ADEQ also claimed that the district broke the same law again after failing to remove excess fill within 30 days of discovering the overfill.
Another instance of overfill was found in the district’s Class 4 landfill.
Overfill problems weren’t the only problem that plagued the landfill between 2009-2014. In its complaint, ADEQ noted the district failed to update its Annual Engineering Inspection Report in 2011, another violation of the Arkansas Solid Waste Management Act.
And that’s not all. Again in 2011, the district failed to conduct its required aerial survey of its Class 1 landfill as required by ADEQ. Another violation of the waste management act.
In the fourth quarter of 2012, the district failed to conduct its required ground water monitoring of potential toxic substances in the groundwater. Previous groundwater monitoring events before the missed monitoring event “detected five monitoring constituents at statistically significant levels above the groundwater protection standards.”
The district was also found to be out of compliance with the Arkansas Water and Air Pollution Control Act by “causing pollutions to water of the state.” That part of the complaint states that the district failed to complete corrective action within 90 days of finding pollutants in its runoff water.
ADEQ stated that as far back as 2007, the district was aware of high levels of Arsenic, Vinyl Chloride, Cobalt, 1,1-Dichloroethane, and Lead. The very same contaminants that were still being listed at high levels in ADEQ’s October 2022 survey of the NABORS landfill.
ADEQ also found that the district failed to conduct gas monitoring of its Class 1 landfill in the fourth quarter of 2012.
Each and every one of these complaints was admitted too by the Ozark Mountain Solid Waste District in its reply to ADEQ’s complaints. But while the district admitted to what they were accused of, the board still had the gall to repeatedly assert that it “denies that it has violated the Arkansas Solid Waste Management Act or APC&EC Reg.22.209(c).”
ADEQ would ultimately be awarded a summary judgement in its case against Ozark Mountain Solid Waste District.
The Silver Lining
As the sale of the NABORS landfill continues to weigh on the local population here in Baxter County, it’s has become clear that the landfill, whether sold or not, will continue to be a major environmental concern for those that live here.
Document after document shows that those managing the site, whether past or present, had no real plan to stop the leaking of toxic substances into Baxter County’s streams and lakes.
Now, the public is faced with a potential re-opening, allowing even more waste and garbage to flood a region that prides itself on its natural beauty and its water sources.

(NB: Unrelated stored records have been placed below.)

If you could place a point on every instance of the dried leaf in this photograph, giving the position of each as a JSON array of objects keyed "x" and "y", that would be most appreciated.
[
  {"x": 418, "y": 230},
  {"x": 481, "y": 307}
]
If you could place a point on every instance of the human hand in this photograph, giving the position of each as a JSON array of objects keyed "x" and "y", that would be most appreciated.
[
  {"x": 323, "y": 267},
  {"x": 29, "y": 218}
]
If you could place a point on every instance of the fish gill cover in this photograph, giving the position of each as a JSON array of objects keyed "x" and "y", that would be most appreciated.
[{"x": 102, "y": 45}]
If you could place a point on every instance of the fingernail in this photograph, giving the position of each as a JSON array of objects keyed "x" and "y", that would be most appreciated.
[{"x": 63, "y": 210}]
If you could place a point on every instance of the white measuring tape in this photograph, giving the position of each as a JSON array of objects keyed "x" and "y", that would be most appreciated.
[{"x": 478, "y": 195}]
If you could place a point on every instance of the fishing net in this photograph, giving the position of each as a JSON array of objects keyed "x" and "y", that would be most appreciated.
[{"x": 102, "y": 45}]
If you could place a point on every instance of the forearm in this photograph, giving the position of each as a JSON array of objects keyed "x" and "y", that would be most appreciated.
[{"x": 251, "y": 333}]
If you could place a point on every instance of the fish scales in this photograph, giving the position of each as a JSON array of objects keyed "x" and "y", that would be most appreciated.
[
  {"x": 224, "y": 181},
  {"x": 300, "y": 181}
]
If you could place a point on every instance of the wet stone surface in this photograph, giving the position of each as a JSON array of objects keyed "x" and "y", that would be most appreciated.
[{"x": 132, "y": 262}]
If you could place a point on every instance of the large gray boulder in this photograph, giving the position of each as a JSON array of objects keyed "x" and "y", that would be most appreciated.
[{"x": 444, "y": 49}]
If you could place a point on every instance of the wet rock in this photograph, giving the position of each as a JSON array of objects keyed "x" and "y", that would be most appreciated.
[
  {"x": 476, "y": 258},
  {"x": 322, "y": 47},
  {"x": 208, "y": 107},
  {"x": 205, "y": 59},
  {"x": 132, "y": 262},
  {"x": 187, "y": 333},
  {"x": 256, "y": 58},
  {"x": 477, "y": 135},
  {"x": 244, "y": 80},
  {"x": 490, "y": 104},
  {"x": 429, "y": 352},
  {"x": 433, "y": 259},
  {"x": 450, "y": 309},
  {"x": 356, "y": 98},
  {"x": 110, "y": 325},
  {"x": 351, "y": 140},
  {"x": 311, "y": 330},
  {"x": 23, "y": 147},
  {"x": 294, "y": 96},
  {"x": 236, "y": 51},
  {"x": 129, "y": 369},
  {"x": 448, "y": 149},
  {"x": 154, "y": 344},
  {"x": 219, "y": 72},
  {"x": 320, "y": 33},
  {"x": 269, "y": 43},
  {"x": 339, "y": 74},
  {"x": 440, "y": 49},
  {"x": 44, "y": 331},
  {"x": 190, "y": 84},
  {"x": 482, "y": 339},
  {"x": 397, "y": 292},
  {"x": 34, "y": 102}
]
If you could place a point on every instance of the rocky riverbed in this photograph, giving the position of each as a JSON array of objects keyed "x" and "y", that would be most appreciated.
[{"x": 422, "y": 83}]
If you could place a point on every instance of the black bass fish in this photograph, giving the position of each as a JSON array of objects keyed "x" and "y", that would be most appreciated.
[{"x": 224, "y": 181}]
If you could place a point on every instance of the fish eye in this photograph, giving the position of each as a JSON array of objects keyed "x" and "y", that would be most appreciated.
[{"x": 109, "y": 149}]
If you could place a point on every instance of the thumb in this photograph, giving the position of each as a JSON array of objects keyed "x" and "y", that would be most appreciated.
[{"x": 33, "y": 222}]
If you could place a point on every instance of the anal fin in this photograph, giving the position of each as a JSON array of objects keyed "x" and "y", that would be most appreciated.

The silver lining to the situation is that those living in Baxter County are beginning to band together to fight the district over the sale of the landfill. That process has started at the local level here in Baxter County, with both the county’s quorum court and largest city passing resolutions against the sale of the landfill.
And those government bodies are not alone, organizations and individuals in the county are standing up and have promised to fight the re-opening of the landfill at the state level if needed.
This continues to be a developing story, the Observer will continue to dig through documents and monitor any new developments with the NABORS landfill.